On trouve des arcatures lombardes dans presque toute l’Europe, de l’Espagne ( images 7, 11, 12 ) à l’Allemagne ( image 10 ). Les seules contrées chrétiennes qui semblent ne pas avoir connu ce type d’architecture se situent en Grèce, et au Proche Orient (Arménie, Géorgie). Mais cela n’a pas de quoi surprendre, car on constate une franche séparation des styles architecturaux entre les parties est et ouest de l’Europe chrétienne et ce, avant même la fin du premier millénaire.


Un grand nombre d’édifices concernés

Une toute première estimation effectuée sur la base des édifices que nous avons visités évalue à environ 130 le nombre des édifices concernés. Mais nous estimons que ce nombre doit être au moins multiplié par 5. Un tel nombre est très intéressant par la masse d’informations qu’il apporte. Il permet d’établir des cartes d’implantation de ces édifices. Il permet aussi d’effectuer des comparaisons.


Un important marqueur de datation

Une analyse très provisoire nous permet d’envisager que l’installation de ce type de décor correspond à la période transitoire du voûtement des églises. Une période qui se situerait autour de l’an 1000 (10ème - 11èmesiècle). A partir du début du 12ème siècle, le style devient plus raffiné et on assiste progressivement à la disparition de ce type de décor.

Une étude plus poussée que nous comptons réaliser ultérieurement devrait permettre d’affiner les datations.
Car ces constructions ont été réalisées sur plusieurs siècles : au moins deux, le 10 èmeet le 11ème. C’est à cause de cette longévité qu’il en subsiste tant (Et c’est parce qu’il en subsiste tant qu’on peut en déduire une grande longévité). Cette étude plus poussée devrait permettre de discerner les différentes périodes d’élaboration d’arcatures lombardes et de les classer (arcatures lombardes 1, arcatures lombardes 2, …) ; Par la suite il deviendra plus facile de dater certains monuments. Et, tout particulièrement les clochers. En effet, les clochers ayant plusieurs étages et sachant que les étages inférieurs sont les plus anciens, la présence d’arcatures lombardes à un étage donné doit permettre d’évaluer la datation de tous les étages du clocher.


L'image 7 représente une maison romane à SanFéliu de Guixols. On peut voir à l’étage inférieur des arcs outrepassés. On retrouve ces arcs outrepassés à l’étage supérieur. Et au-dessus encore, en bordure du toit, une arcature lombarde. En règle générale dans cette région, l’arc outrepassé est antérieur à l’an 1000. Cette arcature lombarde pourrait donc être antérieure à l’an 1000.

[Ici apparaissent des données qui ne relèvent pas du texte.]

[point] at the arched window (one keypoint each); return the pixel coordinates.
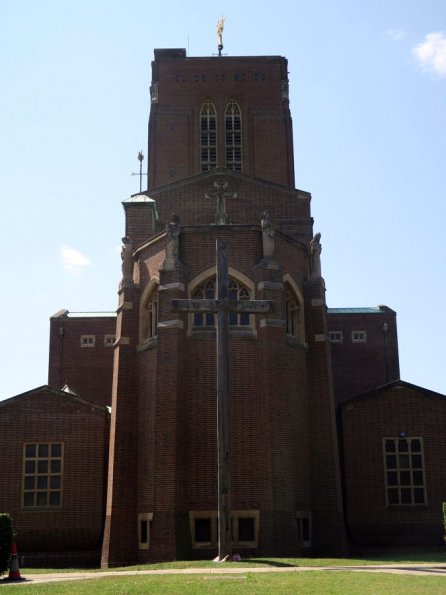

Sur l'image 8 on peut voir, adossée au mur, une série de colonnes surmontées de chapiteaux. Et, entre les chapiteaux, des consoles. A droite, un petit arc est posé sur le dernier chapiteau et la dernière console. Y a-t-il là une des premières ébauches des arcatures lombardes ? En tout cas, le chapiteau du milieu à protomes de taureaux, et celui de droite (arbre de vie) font penser à des modèles issus de l’antiquité.

Image 9 : Peut-être comme dans l’image précédente, une ébauche des arcatures lombardes ?

Image 10 : Arcatures lombardes à Cologne, en Allemagne.

Image 11 : Les fenêtres ne sont pas situées au centre des panneaux. Les deux constructions, arcatures lombardes et fenêtres, ne sont sans doute pas contemporaines. Mais quelle est la plus ancienne ?

Image 12 : A la même église, arcatures lombardes sur le clocher.


Image 13 : La grande homogénéité (au moins jusqu’au pignon supérieur central) de la façade ouest de l’abbatiale de Tournus permet d’envisager qu’elle a été construite en une seule étape.

Image 14 : Sur la façade nord, on retrouve les même arcatures lombardes que celles observées dans l’image précédente. Et on constate qu’il existe une continuité de ces arcatures sur l’ouvrage ouest (narthex de l’église). Par contre on ne retrouve pas cette continuité sur la nef. Une hypothèse qui doit être vérifiée sur place ; l’ouvrage ouest dans son ensemble date de la première période des arcatures lombardes (10 èmesiècle). La nef pourrait être antérieure d’un siècle.

Image 15 : Sur la tour de croisée de l’église Saint Trophime d’Arles, les arcatures lombardes ne semblent avoir qu’une fonction décorative. L’appareil est très régulier contrairement à celui observé dans les premières images. La construction doit se situer en fin de période des arcatures lombardes (fin 12 èmesiècle ?).